If I "want" a burger I eat a bit of lean turkey. If I "want" ice cream I reach for a bit of cottage cheese or almond milk. These are legitimate cravings for certain nutrients that your body will rephrase into really intense versions that you really don't need. If you want a burger and eat an apple, you will still want that burger, but if you eat an bit of turkey wrapped around asparagus, you will find yourself satisfied and actually happy you went for that turkey, which won't leave you feeling as weighted down with saturated fats.
I too have done the "eat TONS of things" approach to being full, but volumetrics just do not work for me. My body will be like, "don't you go on pretending this pound of carrots is the same as a chicken nugget, cuz it's NOT." So the most filling food is the whole, unprocessed, mostly-lean-with-hints-of-fat version of whatever it is you're craving at the moment.
... It is never too late to be what you might have been.
Last edited by lackadaisy : 02-14-2011 at 05:35 PM.
I have 30g of Quaker Oats (the plain kind) with 85g of skim milk, cinnamon, and splenda AT LEAST twice a day (140 calories for a huggggeeeeeee bowl)
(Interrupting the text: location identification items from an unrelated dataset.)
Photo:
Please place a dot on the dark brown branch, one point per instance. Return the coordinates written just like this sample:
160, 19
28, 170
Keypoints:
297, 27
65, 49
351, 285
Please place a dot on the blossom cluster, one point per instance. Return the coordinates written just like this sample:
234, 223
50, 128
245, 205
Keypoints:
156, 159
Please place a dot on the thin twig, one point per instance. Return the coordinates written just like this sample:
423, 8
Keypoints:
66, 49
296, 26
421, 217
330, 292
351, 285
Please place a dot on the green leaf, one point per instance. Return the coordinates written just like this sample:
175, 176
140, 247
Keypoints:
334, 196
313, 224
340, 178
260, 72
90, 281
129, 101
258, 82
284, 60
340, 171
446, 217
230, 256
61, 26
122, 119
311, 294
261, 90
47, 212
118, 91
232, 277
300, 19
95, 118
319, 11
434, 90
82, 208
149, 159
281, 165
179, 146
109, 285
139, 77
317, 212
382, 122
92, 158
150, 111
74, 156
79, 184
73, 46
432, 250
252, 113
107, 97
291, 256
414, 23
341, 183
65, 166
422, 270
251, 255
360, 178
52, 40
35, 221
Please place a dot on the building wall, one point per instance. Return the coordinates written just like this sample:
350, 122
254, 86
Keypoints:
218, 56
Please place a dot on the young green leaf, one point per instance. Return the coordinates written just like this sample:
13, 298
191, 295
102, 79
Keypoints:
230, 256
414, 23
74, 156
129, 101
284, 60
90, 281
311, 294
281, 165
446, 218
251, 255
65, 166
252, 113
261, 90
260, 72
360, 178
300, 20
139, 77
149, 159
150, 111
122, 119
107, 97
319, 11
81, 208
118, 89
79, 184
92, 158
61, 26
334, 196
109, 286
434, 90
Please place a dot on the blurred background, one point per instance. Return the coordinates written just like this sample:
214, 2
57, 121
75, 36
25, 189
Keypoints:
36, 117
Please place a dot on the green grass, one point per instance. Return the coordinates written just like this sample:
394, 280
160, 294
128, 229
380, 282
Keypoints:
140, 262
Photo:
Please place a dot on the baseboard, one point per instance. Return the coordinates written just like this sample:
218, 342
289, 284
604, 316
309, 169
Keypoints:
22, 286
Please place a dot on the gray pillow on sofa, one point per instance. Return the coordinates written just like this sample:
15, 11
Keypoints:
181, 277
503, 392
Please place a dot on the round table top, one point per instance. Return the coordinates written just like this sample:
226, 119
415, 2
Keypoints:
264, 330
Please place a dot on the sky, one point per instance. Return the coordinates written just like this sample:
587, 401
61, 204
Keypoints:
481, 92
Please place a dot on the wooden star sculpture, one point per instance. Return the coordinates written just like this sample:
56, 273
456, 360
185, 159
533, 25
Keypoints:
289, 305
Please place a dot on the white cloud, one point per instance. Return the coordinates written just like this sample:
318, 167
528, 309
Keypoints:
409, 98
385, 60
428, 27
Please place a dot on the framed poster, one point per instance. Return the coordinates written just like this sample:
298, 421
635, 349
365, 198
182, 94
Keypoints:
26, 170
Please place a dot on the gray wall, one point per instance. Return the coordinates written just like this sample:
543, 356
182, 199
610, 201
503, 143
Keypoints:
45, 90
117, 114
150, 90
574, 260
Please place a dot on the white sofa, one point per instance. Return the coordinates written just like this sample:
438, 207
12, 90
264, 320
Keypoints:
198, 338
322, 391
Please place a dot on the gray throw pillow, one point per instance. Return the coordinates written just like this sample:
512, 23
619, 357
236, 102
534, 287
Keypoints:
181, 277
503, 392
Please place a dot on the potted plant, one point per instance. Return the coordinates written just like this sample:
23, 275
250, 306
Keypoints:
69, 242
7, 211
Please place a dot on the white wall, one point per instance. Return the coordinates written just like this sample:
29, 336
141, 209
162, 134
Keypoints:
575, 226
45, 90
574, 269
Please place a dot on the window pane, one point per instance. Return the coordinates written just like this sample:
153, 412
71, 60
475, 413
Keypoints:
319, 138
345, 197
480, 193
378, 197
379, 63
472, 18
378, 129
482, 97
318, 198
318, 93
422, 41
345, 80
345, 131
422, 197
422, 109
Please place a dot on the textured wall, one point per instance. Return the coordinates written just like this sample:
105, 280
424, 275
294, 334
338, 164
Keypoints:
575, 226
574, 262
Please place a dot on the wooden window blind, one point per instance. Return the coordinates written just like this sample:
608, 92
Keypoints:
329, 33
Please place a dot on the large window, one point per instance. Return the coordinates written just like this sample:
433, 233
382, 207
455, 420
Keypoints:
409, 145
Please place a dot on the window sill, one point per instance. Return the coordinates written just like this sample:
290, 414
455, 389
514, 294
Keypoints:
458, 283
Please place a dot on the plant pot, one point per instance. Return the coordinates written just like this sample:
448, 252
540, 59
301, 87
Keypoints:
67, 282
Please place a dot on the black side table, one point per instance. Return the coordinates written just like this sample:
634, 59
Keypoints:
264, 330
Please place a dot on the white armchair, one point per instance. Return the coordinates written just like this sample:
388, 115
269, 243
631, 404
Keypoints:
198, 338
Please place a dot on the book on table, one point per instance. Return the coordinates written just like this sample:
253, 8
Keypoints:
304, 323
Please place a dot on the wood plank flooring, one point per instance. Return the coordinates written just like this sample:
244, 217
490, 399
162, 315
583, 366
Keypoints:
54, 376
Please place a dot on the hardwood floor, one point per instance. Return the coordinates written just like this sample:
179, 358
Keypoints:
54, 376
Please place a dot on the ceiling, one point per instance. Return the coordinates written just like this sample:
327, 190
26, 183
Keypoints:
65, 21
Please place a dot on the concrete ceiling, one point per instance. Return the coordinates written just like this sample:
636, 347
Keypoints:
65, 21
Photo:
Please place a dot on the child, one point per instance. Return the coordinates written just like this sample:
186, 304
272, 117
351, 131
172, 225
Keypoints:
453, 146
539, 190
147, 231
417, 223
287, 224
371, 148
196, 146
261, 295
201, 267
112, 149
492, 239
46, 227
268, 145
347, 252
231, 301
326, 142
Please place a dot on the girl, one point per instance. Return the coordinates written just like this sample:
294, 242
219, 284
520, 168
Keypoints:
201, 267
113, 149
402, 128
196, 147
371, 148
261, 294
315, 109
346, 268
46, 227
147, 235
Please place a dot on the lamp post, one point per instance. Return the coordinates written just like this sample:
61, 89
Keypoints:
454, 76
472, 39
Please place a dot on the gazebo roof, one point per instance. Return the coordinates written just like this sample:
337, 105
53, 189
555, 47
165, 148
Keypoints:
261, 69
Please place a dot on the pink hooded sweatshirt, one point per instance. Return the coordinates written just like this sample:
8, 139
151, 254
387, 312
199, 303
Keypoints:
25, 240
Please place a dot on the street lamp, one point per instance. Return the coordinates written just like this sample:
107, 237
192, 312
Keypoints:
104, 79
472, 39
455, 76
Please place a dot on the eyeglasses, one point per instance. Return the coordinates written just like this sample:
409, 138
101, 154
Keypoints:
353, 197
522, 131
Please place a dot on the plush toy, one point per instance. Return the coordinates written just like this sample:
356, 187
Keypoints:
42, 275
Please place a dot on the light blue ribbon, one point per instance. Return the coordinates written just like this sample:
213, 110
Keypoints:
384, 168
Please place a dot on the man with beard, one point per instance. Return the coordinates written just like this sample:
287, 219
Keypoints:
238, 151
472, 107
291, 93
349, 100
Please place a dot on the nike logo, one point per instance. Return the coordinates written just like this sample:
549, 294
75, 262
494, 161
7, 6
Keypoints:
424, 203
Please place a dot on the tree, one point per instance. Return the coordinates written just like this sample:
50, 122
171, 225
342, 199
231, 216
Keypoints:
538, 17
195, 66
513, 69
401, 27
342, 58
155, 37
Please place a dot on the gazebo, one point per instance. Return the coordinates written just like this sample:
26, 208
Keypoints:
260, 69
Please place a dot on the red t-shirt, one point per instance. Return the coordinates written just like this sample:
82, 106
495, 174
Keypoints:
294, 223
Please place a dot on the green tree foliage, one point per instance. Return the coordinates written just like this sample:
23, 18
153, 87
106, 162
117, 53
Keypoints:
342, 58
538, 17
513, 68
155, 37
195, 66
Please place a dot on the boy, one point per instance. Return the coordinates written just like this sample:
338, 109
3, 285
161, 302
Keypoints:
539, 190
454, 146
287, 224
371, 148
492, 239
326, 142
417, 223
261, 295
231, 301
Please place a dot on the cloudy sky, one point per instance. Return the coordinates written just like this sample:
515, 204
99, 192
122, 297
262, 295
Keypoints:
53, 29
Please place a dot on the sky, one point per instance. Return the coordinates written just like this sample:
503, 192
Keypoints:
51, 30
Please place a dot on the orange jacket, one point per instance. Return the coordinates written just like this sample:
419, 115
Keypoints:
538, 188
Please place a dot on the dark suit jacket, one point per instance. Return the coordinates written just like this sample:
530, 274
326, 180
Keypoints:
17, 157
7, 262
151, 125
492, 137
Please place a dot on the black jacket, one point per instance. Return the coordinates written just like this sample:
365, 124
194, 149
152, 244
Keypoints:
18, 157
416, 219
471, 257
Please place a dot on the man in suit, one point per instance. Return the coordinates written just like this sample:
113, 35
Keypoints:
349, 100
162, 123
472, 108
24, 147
I've also picked up some tricks for oatmeal from hungry girl. If you cook the oatmeal with extra water (so it's runny and soup-like when you finish cooking it) and let it sit for an hour or so, it thickens completely and is about 1/3 more in bulk and more creamy
Protein seems to satisfy and fill me. No idea why... but.. 3 boiled egg whites almost always does the trick. I keep boiled eggs in the fridge because if I'm reallllllly hungry and need something quick, it takes just a few seconds to peel that egg. And, they're so low in calories that I can eat lots of them!
Not too expensive, either.
Another thing I like is frozen fruit. My current favs are frozen peaches (150 calories for the whole bag) and mango (240 calories for the whole bag). They take a while to eat and I can read for up to two hours as I gnosh on the fruit.
Great thread. Thanks mucho.
"Make time to be healthy or make time to be sick."